Les vacances à Raon sur Plaine entre 1960 et 1965

Publié par Bibliothèques de Nancy le

Lieux évoqués : Lac de La Maix, Le Donon, Raon Sur Plaine, Luvigny, Vosges.

L’auberge du coup de fusil

« Entre 1960 et 1965 j’ai connu à Raon sur Plaine deux commerces bien fréquentés, autant par les habitués locaux que par les touristes de passage. Sur la même rue principale, en direction du Donon en venant de Nancy, on pouvait se désaltérer en terrasse, se requinquer devant une table sympathique après une marche jusqu’au lac de La Maix (1), voire prendre une chambre pour une nuit ou deux, calme champêtre assuré. On avait le choix entre l’hôtel-restaurant de la Poste et le Relais des Princes. Seul le premier cité reste aujourd’hui en activité avec une petite réputation de cuisine qui lui fait honneur.

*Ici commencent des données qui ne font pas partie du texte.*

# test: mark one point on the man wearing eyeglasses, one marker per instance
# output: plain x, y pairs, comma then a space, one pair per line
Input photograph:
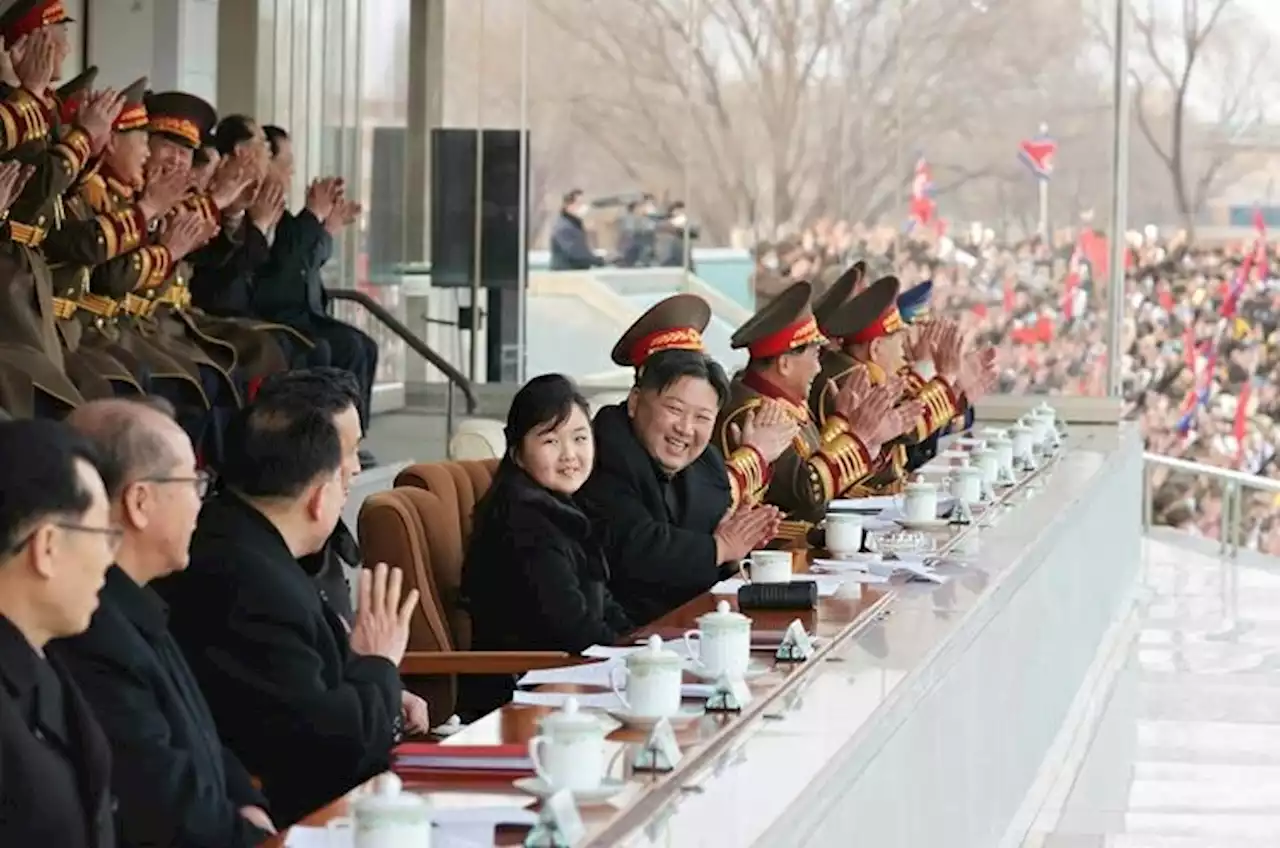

Dans les années soixante s’arrêtaient souvent à Raon sur Plaine des cars de touristes le temps de midi et en soirée. J’avais alors une quinzaine d’année, je n’étais plus colon à N.D. Du Trupt mais aide-moniteur, en attendant l’âge légal obligatoire et le succès à la formation idoine pour être moniteur de colonies de vacances.

Nous disposions pendant les sessions d’une journée de repos par semaine, occupée le plus souvent, si l’on peut dire, à rattraper les heures de sommeil perdues les jours précédents. Et puis, à deux ou trois, nous en profitions pour explorer encore des alentours pourtant connus à la recherche de lieux où nous pourrions situer l’aire de nouveaux grands jeux pour les jeunes que nous avions la tâche d’encadrer.

A l’occasion d’une de ces journées il nous vint l’idée, le soir, d’aller faire un tour jusqu’à Raon sur Plaine. Notre colonie étant située entre Luvigny et ce village, nous n’en étions pas loin. Un bus de tourisme stationnait devant l’un des deux hôtels-restaurants. Vu l’heure ses passagers devaient déjà dormir dans les chambres. La nuit était claire. Allez savoir comment l’idée vint à l’un d’entre nous, et auquel, d’améliorer le souvenir que ces hôtes garderaient de leur court passage dans les Vosges. Et de toute façon, vu l’ancienneté de l’aventure il y a prescription. Toujours est-il qu’en quelques minutes nous avions « trouvé » dans les jardins environnants quelques glaïeuls, bégonias, roses, fougères et branches de genêts propres à faire d’un banal moyen de transport un autel mobile digne de la Fête-Dieu. Animés d’un réel sens de la justice et de l’équité, déjà, nous avions réparti harmonieusement nos prélèvements floraux de façon à ne pas mutiler les plates bandes et ne pas léser plus que nécessaire les propriétaires des jardins.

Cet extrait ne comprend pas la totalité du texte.